The HostStatus DataSource is a critical component for effectively monitoring your infrastructure. It associates with all devices added to your portal and is used to determine whether the device is responsive. Specifically, the idleInterval datapoint within the HostStatus DataSource measures the amount of time in seconds since the LogicMonitor Collector was able to collect data from your host via built-in collection methods (SNMP, Ping, WMI, and so on).
The absence of all data is important in order to formally declare a host as down. For example, data collection failures for individual protocols can result from credential errors such as an updated SNMP community string or a new WMI username/password. But the device may still be pingable, and thus not actually be down. Note that data collected by script DataSources does not affect the value of the idleInterval datapoint.

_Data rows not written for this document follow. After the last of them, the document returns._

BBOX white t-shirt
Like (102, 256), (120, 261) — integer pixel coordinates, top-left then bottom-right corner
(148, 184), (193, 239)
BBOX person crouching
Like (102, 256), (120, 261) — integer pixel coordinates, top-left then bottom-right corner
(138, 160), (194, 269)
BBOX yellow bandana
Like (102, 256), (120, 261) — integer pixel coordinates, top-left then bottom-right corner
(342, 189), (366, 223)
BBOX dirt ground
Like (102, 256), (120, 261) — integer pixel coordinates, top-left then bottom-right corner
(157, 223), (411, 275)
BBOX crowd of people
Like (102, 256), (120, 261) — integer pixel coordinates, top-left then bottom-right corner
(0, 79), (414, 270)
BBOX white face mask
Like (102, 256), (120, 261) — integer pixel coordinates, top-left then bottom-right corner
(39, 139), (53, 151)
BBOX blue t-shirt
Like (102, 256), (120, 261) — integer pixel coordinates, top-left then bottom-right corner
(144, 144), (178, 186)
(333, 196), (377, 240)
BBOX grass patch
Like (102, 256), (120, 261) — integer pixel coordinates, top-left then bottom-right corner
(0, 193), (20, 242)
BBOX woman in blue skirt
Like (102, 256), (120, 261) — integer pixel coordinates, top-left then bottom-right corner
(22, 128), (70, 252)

A sample configuration for the idleInterval datapoint can be seen in the following screenshot.
How the HostStatus DataSource Functions
When the associated Collector is unable to contact your host for a period of six minutes or more, all alert notifications emanating from that host will be suppressed (the six minute period of time is not configurable). This alert notification suppression will not auto-trigger an alert indicating that the host has been declared down. That is the job of the HostStatus DataSource. The HostStatus DataSource will trigger a critical alert declaring the host down following the period of time designated in the idleInterval datapoint’s alert threshold.

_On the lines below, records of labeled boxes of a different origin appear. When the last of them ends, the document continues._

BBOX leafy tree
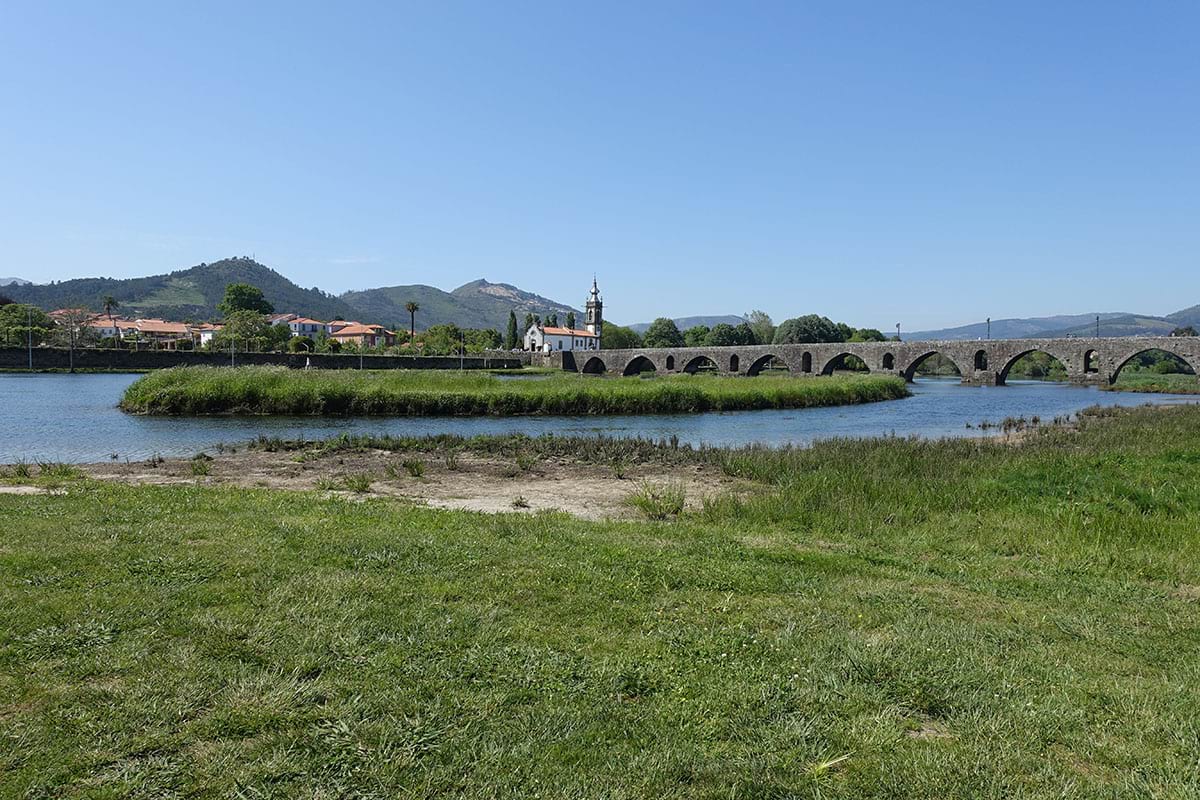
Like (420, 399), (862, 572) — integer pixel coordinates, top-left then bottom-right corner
(745, 311), (775, 344)
(642, 317), (684, 347)
(504, 311), (518, 350)
(704, 323), (739, 347)
(217, 283), (275, 317)
(846, 327), (888, 342)
(600, 323), (642, 350)
(0, 302), (54, 347)
(773, 314), (842, 344)
(50, 308), (100, 372)
(212, 311), (285, 353)
(733, 323), (770, 344)
(404, 300), (421, 341)
(683, 325), (708, 347)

Note: If a newly-added device has resided in the portal for less than 30 minutes and fails host status checks, it will not be declared down after six minutes. Instead, it will require at least 30 minutes of inaccessibility before being declared down.

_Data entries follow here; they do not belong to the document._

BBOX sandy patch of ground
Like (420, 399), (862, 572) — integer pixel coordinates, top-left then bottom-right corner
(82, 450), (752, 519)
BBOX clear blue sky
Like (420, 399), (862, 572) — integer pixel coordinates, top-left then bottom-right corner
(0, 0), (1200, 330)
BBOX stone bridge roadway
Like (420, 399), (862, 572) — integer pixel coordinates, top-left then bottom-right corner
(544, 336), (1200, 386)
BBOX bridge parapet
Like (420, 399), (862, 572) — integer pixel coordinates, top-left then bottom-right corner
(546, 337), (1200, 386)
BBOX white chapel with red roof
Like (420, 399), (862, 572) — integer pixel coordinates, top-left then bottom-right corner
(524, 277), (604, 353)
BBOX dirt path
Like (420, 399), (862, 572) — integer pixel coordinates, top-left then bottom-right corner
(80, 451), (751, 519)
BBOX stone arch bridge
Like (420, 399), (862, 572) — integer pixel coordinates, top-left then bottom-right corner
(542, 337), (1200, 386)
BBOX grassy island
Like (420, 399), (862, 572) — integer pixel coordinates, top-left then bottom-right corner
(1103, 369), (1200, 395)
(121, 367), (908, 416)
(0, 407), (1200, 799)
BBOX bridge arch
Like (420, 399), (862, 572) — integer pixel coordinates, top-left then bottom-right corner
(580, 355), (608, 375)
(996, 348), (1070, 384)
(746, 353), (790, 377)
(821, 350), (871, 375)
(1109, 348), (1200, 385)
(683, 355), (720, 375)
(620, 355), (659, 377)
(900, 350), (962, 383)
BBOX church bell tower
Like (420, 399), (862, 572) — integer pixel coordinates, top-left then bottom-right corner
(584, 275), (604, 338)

Note: Users should not customize the HostStatus DataSource. Changes such as increasing the idleInterval datapoint’s alert threshold or renaming the datasource can result in cascading alert suppression without notification.
Monitoring Impacts of a Host Down Alert
When a host goes down, all other alert notifications emanating from the host will be suppressed. This means they will not trigger notifications to their respective escalation chains. This is meant to reduce noise caused by the cascading effects of your host being down.
If you receive a host down alert, but the host is not down, access the Collector Debug Facility and try one of the following primary courses of action:
- Check the network connectivity from the Collector to the host by running the
!pingcommand from the Collector debug interface. If the ping reports 0 packets returned, get the IP address of the Collector by running the
!ipaddresscommand. If you can manually ping from the command line using the same IP address or domain names, then this indicates a bug.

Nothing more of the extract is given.